Norton's Theorem with Dependent Sources?

[Master1022]

Homework Statement

Find the short circuit current and hence the Norton equivalent circuit.

Relevant Equations

V = IR

My question is: What is wrong with my working/ method (in the attached pictures) to find [itex] i_{sc} [/itex]? I can get the Norton equivalent from there, but seem to get the same answer as the solution scheme.

Context: we are given the circuit depicted in the picture (initially with no connection between the [itex] V_{out} [/itex] nodes) and the question is building up to us finding the Norton equivalent circuit. From the previous parts, we have shown:
- [itex] V_1 = \frac{20}{9} V_{out} [/itex] for the open circuit condition
- [itex] V_{out} = 4.5 [/itex] Volts

The answer uses the method of setting the sources to 0, but we have been told (in lectures) that method is not valid when there are dependent current sources.

I have asked a peer and they suggested that the error may lie in the fact that I let [itex] V_{out} = 0 [/itex] volts, but I cannot see why that is the error.

I have attached two versions of the working, but hopefully, it is legible.

I would appreciate any help.

 

[LeafNinja]

When doing Norton/Thevenin Equivalent circuits you need## i_{sc}## (short circuit current) and ##v_{oc} ##(open circuit voltage). You correctly found ## i_{sc}## for the short/closed circuit as or 3.84 A.

.

If you solve the open circuit condition you will get ##V_{out}## =4.5 V. Then to get ##R_{N}##, you simply use the equation:$$R_{N} =\frac{V_{oc}}{I_{sc}}=1.17\Omega$$

You seem to have everything right, so could you clarify why you believe you have an error.

Also, you can use superposition applying one independent source at a time. Treat the dependent sources as resistors and always leave them on.

​

 

[Master1022]

When doing Norton/Thevenin Equivalent circuits you need## i_{sc}## (short circuit current) and ##v_{oc} ##(open circuit voltage). You correctly found ## i_{sc}## for the short/closed circuit as or 3.84 A.

.

If you solve the open circuit condition you will get ##V_{out}## =4.5 V. Then to get ##R_{N}##, you simply use the equation:$$R_{N} =\frac{V_{oc}}{I_{sc}}=1.17\Omega$$

You seem to have everything right, so could you clarify why you believe you have an error.

Also, you can use superposition applying one independent source at a time.

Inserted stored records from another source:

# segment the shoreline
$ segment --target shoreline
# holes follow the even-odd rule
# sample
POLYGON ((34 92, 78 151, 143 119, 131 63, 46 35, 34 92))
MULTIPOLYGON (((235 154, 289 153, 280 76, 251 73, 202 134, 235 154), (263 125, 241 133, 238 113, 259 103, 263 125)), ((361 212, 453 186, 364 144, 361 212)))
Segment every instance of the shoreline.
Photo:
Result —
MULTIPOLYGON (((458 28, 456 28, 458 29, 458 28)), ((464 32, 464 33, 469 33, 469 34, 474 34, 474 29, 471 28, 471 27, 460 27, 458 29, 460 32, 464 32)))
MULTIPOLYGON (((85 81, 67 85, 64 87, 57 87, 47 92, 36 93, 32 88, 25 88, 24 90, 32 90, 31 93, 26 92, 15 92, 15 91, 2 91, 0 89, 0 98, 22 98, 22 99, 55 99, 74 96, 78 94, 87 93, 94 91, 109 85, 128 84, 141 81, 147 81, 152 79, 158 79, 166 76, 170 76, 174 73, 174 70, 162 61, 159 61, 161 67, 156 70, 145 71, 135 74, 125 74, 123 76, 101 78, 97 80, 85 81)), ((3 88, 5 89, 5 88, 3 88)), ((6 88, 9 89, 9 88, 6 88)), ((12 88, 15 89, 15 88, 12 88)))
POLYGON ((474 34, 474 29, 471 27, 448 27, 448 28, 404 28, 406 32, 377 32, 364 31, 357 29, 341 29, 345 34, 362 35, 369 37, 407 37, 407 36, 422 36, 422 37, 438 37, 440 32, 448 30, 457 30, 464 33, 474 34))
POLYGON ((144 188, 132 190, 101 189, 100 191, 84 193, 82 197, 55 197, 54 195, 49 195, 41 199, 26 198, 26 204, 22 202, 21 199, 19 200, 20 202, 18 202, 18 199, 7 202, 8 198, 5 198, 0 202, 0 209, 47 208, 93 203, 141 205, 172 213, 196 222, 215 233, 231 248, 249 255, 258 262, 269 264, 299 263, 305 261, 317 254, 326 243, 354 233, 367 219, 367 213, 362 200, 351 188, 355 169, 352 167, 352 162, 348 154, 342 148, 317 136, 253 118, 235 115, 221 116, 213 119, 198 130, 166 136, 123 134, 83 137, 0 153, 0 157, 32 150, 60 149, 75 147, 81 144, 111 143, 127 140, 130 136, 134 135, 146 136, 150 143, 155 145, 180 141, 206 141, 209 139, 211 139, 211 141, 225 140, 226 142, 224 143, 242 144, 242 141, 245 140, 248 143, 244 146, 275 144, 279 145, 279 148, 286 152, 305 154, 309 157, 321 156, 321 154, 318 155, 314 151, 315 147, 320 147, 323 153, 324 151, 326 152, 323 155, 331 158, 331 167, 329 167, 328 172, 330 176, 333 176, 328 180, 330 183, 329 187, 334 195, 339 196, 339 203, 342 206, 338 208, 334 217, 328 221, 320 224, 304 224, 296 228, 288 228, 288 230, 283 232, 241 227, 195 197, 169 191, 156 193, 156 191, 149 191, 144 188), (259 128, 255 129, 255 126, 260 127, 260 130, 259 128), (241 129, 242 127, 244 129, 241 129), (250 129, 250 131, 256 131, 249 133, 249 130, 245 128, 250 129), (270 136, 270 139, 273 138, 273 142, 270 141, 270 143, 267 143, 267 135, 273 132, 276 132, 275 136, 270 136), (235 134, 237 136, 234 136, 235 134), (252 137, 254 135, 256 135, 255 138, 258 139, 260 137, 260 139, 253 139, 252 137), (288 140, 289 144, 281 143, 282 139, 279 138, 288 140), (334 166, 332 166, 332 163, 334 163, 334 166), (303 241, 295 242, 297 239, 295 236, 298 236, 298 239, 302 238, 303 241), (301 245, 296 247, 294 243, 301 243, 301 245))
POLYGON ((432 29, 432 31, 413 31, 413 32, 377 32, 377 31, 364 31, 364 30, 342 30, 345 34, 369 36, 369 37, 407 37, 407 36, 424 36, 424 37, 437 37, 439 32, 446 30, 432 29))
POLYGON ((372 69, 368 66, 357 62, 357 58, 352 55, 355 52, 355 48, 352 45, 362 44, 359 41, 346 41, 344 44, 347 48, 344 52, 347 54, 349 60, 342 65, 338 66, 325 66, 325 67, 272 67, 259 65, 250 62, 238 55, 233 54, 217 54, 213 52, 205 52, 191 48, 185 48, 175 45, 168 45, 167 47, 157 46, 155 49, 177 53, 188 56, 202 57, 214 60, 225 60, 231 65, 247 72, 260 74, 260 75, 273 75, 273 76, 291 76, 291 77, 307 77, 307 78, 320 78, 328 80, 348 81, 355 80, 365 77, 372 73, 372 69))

Treat the dependent sources as resistors and always leave them on.

​

Thank you for your response. The solution to the problem gets a different answer to me and it sets the sources to 0 (the shortcut method). However, I was previously led to believe that method only worked for independent sources.

EDIT: sorry, I just re-read my first post. It should say "cannot get the same answer as the solution scheme..."